The amendments to the Bulgarian Citizenship Act, by force of which the Ministry of Justice no longer needs the certificates of Bulgarian origin which the Agency issues will, to a great extent reduce red tape, and will allow the Agency’s staff to work more actively on its contacts with the Bulgarian communities around the world.

“The Agency continues to issue the certificates of origin required by the Migration Directorate of the Ministry of Interior but the stream of applications has been dwindling. Still, work on them takes quite some time.”

Meanwhile, work is going ahead on other priority issues, one of which is helping our compatriots who are seeking refuge from the war in Ukraine.
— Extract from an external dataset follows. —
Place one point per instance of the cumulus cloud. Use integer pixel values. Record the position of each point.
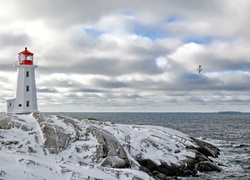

Herself descending from Bessarabian Bulgarians, Rayna is dedicating all of her time, effort, energy and the contacts she has to help refugees seeking protection.

“The Centre for Bessarabian Bulgarians which I ran before accepting the position at the agency helped everyone. I opposed any attempt at dividing people. I asked the chief secretary for information regarding what the agency has done since the beginning of the war. Now that I am here I want to see the agency’s work in this regard, because I have some idea what it could do and how.”

A big charity concert has already been planned to raise money to help the Bulgarians in Ukraine. It will be a way to celebrate 29 October, Bessarabian Bulgarians Day, which has come to be a tradition in the past two decades.